Looking into another side of documentary-making,
MIPDOC has invited multi award-winning producer Brian Lapping
to come discuss his career on April 14. Lapping will finalize co-production
agreements in Cannes for his new 2-hour documentary. Tackling
Terror looks at what happened between the attacks of last
September, the downfall of Kandahar and the creation of an interim
government of Afghanistan, within the American and its allied governments.
To date 285 buyers have signed up for
the screenings, including 66 newcomers (23% of the overall number).

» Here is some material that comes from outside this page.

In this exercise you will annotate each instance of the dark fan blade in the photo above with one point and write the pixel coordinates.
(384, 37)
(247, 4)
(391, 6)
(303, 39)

New buyer companies include: Odyssey Documentary Channel
(Australia), YLE/Swedish Language TV (Finland), Ananas
Fernseh & Filmproduktions, N24 (Germany), Hong Kong Cable
Television (Hong Kong), Multithematiques Italia (Italy),
Buddhist Broadcasting Foundation, KRO Television (Netherlands),
Marfilms (Portugal), South African Broadcasting Corporation
(South Africa), Mawa Film & Media, Planeta D (Spain),
E-Vision (United Arab Emirates) and Sundance Channel
(USA).
Among new buyers, Christian Vesper,
Executive Director Acquisitions, will handle purchases for the Sundance
Documentary Channel the documentary-focused offshoot of the
Sundance Channel (the cable channel created by Robert Redford).
The soon-to-be-launched network will offer a unique array of rarely
seen documentaries with a broad spectrum of topics and styles. From
KRO Network, as Head of Current Affairs for a number of news
shows, José Distelblom will be on the lookout for very focused,
high-end, News-related programs and Human Interest documentaries.
168 production and distribution companies
have also signed up to show their programs at MIPDOC including 39
new companies such as AAC Fact (Canada), Kyoto Broadcasting
System (Japan), Norwegian Film Institute, HBO Enterprises
(USA) and Fireworks International (UK-Canada).
Last year 351 buyers from 185 companies
and 52 countries attended the 4th MIPDOC. 1,144 programs were presented
by 166 production and distribution companies. Buyers made 9,020
individual screenings during the 2-day event.
MIPTV (International Television
Program Market) is the springs leading international television
program market. Last year it featured 11,049 executives, 2,827 companies
from 90 countries including 1,228 exhibiting companies on 481 stands
and 2,167 buyers.
MIPTV is organized by REED
MIDEM, a world class organizer of top-level international trade
events in Cannes and overseas which have become essential business
platforms for key industry players. Reed Midem s portfolio
includes MIPTV, MIPCOM JUNIOR, MIPDOC (television), MIDEM (music),
MILIA (interactive media), MIPIM, MAPIC (property) WEM (education)
and WAMM (finance will be launched in December 2003).
REED MIDEM is part of REED
EXHIBITIONS (RE), one of the worlds leading organisers
of trade and consumer events with a portfolio of over 470 events
in 35 countries. Each year, RE brings together over 156,000 suppliers
and 9 million buyers from around the globe.